Wednesday, July 13, 2005

fyi Industry looks to unite again to tackle spyware


Pointer to article:,10801,103149,00.html?source=NLT_PM&nid=103149

Kobielus kommentary:
The Anti-Spyware Coalition (ASC) has produced a well-written, crisp, authoritative definition of spyware, plus discussion of an industry governance process (“Vendor Dispute Resolution Process”) and user protection guidelines (“Anti-Spyware Safety Tips”).

My only other comment on the draft is that ASC seems to suffer from dynamic scope creep. They seem to lump all malware into the core definition of spyware, thereby diluting their focus. The coalition defines spyware as follows:

• “In its narrow sense, Spyware is a term for Tracking Software deployed without adequate notice, consent, or control for the user. In its broader sense, Spyware is used as a synonym for what the ASC calls ‘Spyware and Other Potentially Unwanted Technologies.’ In technical setting, we use the term Spyware only in its narrower sense. However, we understand that it is impossible to avoid the broader connotations of the term in the colloquial or popular usage, and we do not attempt to do so.”

Further blurring the distinctions between spyware and other malware, they offer this further definition of the former:

• “Spyware and Other Potentially Unwanted Technologies: Technologies implemented in ways that impair users’ control over: material changes that affect their user experience, privacy, or system security; use of their system resources, including what programs are installed on their computers; and collection, use, and distribution of their personal or otherwise sensitive information. These are items that users will want to be informed about, and which the user, with appropriate authority from the owner of the system, should be able to easily remove or disable.”

I have no beef with this broader definition of malware generally.

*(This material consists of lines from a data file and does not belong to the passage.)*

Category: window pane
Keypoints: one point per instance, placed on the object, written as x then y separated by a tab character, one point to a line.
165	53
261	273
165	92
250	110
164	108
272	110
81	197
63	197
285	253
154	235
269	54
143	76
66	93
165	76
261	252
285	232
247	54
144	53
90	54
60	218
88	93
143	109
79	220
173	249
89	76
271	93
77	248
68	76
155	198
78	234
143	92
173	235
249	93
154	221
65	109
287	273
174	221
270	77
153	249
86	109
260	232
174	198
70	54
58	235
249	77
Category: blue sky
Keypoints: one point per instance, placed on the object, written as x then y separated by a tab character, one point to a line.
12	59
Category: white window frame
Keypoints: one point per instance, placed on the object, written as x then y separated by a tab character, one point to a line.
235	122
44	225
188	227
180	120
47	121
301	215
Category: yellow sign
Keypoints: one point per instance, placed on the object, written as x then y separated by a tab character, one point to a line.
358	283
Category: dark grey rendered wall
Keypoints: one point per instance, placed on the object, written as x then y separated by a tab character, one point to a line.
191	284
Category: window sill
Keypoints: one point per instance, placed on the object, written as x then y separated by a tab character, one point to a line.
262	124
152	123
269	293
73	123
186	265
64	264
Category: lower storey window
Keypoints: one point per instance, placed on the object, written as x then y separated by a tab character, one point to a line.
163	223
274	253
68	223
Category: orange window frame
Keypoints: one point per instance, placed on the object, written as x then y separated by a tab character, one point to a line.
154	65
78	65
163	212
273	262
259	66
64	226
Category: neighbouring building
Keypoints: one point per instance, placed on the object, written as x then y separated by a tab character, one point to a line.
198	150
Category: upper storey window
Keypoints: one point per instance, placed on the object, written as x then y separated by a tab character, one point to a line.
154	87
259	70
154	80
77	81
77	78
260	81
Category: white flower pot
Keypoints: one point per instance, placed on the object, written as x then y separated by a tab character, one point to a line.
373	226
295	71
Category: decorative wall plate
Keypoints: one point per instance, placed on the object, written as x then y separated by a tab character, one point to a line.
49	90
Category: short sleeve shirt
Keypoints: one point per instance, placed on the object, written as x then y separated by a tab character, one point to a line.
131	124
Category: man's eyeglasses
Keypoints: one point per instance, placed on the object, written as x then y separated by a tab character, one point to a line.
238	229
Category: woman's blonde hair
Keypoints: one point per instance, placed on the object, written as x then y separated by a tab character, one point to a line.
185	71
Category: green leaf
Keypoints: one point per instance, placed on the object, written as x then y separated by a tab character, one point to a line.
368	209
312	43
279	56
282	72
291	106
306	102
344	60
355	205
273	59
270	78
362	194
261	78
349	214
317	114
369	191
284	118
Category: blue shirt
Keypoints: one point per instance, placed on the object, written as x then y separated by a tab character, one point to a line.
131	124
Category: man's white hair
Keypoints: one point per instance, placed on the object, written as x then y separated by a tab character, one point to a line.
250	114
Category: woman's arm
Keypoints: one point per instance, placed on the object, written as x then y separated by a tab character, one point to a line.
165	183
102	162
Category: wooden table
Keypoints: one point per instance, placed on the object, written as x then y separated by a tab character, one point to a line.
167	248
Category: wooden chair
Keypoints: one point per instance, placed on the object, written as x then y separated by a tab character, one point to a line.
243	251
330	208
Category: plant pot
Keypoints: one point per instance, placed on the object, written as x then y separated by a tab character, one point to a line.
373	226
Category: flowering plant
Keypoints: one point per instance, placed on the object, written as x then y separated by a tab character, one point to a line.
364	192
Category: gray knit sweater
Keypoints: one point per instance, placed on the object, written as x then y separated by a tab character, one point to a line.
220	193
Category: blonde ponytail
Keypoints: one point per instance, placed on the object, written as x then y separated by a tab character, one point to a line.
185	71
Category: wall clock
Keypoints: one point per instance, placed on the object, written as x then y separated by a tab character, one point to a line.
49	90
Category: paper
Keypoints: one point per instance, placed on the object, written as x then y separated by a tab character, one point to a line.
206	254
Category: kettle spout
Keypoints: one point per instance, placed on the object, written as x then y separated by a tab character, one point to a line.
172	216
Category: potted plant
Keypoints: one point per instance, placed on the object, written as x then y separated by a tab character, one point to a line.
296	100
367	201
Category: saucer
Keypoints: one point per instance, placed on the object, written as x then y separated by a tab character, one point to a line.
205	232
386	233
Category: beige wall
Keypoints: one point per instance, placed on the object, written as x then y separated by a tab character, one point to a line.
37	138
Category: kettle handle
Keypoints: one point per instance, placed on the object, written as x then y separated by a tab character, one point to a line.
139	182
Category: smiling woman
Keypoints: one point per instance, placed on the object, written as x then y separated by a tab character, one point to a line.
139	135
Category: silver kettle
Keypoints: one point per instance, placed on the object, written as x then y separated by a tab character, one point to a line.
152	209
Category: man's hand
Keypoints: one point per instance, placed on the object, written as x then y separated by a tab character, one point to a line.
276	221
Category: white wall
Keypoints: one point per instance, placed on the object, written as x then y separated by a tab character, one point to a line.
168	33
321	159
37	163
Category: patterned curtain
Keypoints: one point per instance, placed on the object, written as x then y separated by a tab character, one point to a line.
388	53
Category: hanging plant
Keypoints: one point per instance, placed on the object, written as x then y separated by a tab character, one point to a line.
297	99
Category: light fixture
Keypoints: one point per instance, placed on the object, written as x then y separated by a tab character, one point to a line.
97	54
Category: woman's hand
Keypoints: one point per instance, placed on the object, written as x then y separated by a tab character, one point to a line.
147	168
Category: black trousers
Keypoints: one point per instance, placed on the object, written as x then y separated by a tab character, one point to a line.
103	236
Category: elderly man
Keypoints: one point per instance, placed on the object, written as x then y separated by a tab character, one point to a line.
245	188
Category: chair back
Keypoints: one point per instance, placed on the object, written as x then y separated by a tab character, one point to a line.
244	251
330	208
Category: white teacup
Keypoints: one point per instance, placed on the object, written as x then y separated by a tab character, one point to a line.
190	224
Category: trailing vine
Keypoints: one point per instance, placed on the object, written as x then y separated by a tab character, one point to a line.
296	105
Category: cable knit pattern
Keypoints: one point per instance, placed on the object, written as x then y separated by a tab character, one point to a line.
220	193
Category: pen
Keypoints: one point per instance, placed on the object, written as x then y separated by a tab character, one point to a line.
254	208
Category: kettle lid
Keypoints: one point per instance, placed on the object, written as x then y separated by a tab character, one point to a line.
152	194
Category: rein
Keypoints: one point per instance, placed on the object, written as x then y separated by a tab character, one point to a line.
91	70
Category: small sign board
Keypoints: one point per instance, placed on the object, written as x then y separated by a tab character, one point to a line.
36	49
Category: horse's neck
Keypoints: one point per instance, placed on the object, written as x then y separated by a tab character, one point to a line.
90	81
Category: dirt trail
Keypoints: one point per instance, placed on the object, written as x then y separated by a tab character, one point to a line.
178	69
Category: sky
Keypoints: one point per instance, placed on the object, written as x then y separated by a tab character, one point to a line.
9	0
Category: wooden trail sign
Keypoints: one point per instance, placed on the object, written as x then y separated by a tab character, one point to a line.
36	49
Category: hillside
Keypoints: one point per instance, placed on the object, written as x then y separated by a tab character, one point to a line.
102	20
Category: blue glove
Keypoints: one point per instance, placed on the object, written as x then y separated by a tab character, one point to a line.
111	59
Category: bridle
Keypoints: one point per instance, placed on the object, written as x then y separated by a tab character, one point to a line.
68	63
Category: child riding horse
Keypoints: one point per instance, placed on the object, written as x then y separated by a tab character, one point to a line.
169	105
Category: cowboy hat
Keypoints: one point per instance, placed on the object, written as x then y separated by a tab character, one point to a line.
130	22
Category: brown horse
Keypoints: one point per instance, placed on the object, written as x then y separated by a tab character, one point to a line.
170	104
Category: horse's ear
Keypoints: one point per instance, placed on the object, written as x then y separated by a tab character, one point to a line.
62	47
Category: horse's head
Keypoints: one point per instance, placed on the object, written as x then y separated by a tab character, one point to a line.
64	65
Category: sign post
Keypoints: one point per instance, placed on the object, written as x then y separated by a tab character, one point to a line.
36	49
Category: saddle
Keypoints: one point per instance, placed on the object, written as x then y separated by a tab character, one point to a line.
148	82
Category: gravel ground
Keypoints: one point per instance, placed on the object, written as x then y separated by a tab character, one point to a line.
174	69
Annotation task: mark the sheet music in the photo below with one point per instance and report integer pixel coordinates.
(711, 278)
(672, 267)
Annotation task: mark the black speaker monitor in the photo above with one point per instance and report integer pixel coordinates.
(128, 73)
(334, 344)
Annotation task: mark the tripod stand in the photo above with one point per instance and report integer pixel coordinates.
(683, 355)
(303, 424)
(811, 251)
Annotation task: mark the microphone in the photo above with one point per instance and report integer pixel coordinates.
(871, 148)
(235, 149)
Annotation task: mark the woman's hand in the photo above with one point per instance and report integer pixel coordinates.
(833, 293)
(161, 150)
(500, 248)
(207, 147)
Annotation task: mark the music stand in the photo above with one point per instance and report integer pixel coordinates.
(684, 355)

Actually, I think the ASC should rename itself the AMC (Anti-Malware Coalition) and attack the more general problem of which spyware is just one variant. Their core definition of malware highlights what, imho, is the defining feature: unsolicited, remote, persistent third-party tampering with other people’s computing and network resources.

With that as the guiding definition, I would rename malware as “tamperware” and suggest that “tamper-evident computing” should be the principal framework for defining prevention, detection, and remediation approaches.

From the user’s point of view, how can they immediately detect tampering with their computing resources, whether that tampering takes the form of spyware, adware, backdoors, bots, browser helper objects, browser plug-ins, cookies, dialers, DDoS attacks, downloaders, droneware, hijackers, keyloggers, password crackers, rootkits, screen scrapers, tricklers, trojans, viruses, worms, or zombies? How can software publishers ensure that their products are delivered to requesting users in a way that both users and publishers recognize is consent-driven, authorized, legitimate, and doesn’t create the conditions under which those products might be mistakenly tagged as tamperware? How can users reasonably give full consent (and know/accept the consequences of that consent) when they’re dealing with a steady stream of complex software downloadables that issue from various publishers, get installed/configured in sundry complex ways, and interact with local and remote programs in such a way as to open up the gates to still more software that may try to slip nasty stuff down without consent?

The industry governance issues surrounding all of this are daunting. How can software publishers ensure that their products don’t cross the tricky borderzone into apparent tamperware, and how can they make sure that false-positive tamperware identifications get reversed immediately across all anti-tamperware programs so as to not impair their continued ability to do business? How can even the most technically astute users ensure that they’re granting consent only to the most trustworthy software publishers who’ve engineered their download, installation, EULA/registration, and configuration features in such a way as to not cross the nasty divide into tamperware territory?

And how can we make our computer operating environments, like the containers in which over-the-counter medications are dispensed, reliably tamper-evident?